Estaba encantada de difundir el trabajo de los otros pero cada vez fue más apremiante la necesidad de expresarse artísticamente. "La exigencia velada de la familia de ser un genio yo la sentía muy fuerte", recuerda, y tal vez esa percepción la hizo inhibirse y que sólo a cuentagotas fuera presentando sus propios libros, luego sus cajas, collages e instalaciones. Su primera exposición individual fue en 1998: La habitación de adentro (a partir de textos del Diario de Ana Frank) y prosiguieron sus series Exilios, Lost and found, Las cosas que no dices, Historias de lo cotidiano y Hojas (abierta actualmente en la Galería Pecanins).
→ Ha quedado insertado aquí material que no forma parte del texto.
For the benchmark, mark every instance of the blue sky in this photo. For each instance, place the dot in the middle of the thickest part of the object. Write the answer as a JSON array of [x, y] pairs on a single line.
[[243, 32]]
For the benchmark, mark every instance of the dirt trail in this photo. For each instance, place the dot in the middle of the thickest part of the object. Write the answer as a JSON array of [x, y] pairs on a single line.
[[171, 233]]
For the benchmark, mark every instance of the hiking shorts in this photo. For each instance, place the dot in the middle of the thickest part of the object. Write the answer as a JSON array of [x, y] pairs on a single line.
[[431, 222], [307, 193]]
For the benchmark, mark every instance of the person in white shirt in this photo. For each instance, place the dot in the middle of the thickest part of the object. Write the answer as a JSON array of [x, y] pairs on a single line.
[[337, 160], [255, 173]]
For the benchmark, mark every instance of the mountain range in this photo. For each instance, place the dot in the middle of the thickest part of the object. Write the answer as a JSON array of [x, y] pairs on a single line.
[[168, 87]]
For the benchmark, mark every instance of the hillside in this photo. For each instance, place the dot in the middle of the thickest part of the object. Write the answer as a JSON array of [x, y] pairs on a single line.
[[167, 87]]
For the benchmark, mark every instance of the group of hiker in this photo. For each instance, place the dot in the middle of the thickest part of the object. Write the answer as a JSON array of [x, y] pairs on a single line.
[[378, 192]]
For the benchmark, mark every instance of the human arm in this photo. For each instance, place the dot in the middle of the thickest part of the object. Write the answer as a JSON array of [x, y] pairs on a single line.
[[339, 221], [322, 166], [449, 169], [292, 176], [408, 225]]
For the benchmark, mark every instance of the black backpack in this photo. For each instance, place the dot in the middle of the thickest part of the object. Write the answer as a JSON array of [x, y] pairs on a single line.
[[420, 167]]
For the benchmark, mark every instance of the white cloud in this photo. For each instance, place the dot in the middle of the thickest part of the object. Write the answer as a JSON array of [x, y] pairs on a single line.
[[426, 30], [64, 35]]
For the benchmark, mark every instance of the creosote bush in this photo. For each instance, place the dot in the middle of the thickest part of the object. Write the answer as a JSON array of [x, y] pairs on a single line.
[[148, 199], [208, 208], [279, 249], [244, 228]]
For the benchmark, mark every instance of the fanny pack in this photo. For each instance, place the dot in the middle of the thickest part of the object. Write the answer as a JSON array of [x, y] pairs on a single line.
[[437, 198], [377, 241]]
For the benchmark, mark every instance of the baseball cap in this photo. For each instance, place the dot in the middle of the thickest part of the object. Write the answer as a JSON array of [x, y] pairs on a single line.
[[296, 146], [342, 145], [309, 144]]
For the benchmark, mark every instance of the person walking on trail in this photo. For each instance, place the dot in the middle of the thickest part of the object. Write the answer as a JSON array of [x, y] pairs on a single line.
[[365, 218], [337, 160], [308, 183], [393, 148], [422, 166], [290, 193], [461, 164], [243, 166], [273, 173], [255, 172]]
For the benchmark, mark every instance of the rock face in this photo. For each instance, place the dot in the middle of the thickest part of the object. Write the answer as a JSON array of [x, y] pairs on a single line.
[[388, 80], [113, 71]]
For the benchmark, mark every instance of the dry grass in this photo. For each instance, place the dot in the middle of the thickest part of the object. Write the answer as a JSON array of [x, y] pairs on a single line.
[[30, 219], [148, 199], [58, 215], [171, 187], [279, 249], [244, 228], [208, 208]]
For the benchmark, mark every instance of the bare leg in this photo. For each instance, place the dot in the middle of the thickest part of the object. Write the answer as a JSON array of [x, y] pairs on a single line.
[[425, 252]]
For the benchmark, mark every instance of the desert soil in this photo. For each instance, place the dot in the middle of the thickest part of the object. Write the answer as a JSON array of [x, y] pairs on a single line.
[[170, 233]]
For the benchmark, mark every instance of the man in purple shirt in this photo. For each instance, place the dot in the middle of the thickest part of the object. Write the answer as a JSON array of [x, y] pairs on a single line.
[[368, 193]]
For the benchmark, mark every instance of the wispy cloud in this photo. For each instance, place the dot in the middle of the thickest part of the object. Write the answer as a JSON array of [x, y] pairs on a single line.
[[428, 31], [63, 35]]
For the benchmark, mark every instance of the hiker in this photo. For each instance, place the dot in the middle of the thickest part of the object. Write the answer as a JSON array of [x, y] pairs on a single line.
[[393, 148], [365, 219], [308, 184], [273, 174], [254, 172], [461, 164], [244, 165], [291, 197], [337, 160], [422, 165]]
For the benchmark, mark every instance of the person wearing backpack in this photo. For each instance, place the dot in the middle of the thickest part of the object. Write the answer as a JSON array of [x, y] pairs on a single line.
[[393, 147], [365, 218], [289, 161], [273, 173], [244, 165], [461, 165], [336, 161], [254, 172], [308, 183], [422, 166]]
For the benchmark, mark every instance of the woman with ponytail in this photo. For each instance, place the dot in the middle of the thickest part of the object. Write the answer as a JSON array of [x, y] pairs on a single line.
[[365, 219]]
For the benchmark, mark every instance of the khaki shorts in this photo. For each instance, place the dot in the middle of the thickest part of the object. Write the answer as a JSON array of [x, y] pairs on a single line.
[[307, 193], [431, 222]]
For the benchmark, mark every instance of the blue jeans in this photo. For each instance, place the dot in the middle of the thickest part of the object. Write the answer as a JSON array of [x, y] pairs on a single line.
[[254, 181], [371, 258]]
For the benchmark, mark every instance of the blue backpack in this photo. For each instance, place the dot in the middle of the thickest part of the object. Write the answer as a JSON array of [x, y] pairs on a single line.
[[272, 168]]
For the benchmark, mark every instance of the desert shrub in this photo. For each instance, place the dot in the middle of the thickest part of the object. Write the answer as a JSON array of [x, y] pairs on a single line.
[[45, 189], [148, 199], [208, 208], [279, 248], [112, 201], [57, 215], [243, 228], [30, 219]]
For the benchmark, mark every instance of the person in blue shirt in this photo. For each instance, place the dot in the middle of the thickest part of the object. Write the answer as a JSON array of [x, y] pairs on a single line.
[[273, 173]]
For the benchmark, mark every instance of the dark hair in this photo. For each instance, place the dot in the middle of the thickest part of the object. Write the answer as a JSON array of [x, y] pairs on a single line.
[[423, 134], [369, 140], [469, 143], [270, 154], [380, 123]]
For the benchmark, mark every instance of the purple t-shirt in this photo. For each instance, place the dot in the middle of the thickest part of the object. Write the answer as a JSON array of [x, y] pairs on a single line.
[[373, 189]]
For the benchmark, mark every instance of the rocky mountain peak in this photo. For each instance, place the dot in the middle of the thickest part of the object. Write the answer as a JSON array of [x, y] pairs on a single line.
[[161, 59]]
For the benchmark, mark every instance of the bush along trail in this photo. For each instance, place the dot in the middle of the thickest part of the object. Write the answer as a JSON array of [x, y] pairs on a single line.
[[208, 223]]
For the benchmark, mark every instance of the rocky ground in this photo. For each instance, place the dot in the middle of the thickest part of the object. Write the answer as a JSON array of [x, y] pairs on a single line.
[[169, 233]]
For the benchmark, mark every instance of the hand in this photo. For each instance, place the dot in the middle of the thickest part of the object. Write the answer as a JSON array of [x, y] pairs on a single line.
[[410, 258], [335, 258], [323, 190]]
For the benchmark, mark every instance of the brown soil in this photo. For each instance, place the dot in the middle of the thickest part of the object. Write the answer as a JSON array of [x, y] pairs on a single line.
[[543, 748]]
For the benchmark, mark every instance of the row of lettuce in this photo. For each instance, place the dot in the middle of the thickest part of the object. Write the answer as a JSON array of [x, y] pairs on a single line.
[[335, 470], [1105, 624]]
La pintura-pintura no le atrae pero de vez en cuando realiza ejercicios que a nadie muestra. En cambio, en su tarea de ensamblar objetos, darle nuevo significado a una zapatilla o a un guante, bordar un pañuelo viejo, pintar sobre un carrete de hilo, rescatar una cucharita oxidada, recolectar piedras, anudar cartas y trenzar cabellos, rescata historias ajenas que ella retoma con su propia experiencia.

Chacharera, como su madre, dos personajes que le impactaron fueron Alan Glass y Kati Horna. El primero por enseñarle –sin intentarlo siquiera– a ser sensible hacia las cosas pequeñas; la segunda, por su vida sencilla y mostrarle el camino de buscar siempre la medida justa para decir lo que se quiere.

Así, con esas presencias artísticas y familiares, más la idea de Christian Boltansky de hablar con la obra artística sobre la memoria pequeña de las personas y de las cosas, Yani Pecanins teje el mundo de la intimidad a partir de los objetos que ya fueron; esos que habitaron cuerpos, alguna casa, asilo u hospital, que pasaron por La Lagunilla u otro mercado de pulgas, y ahora recobran nueva personalidad en este abecedario íntimo que deletrea una época pasada y presente, terrible y luminosa, frágil y fuerte, como la existencia cambiante de cada uno de los que poblamos este mundo.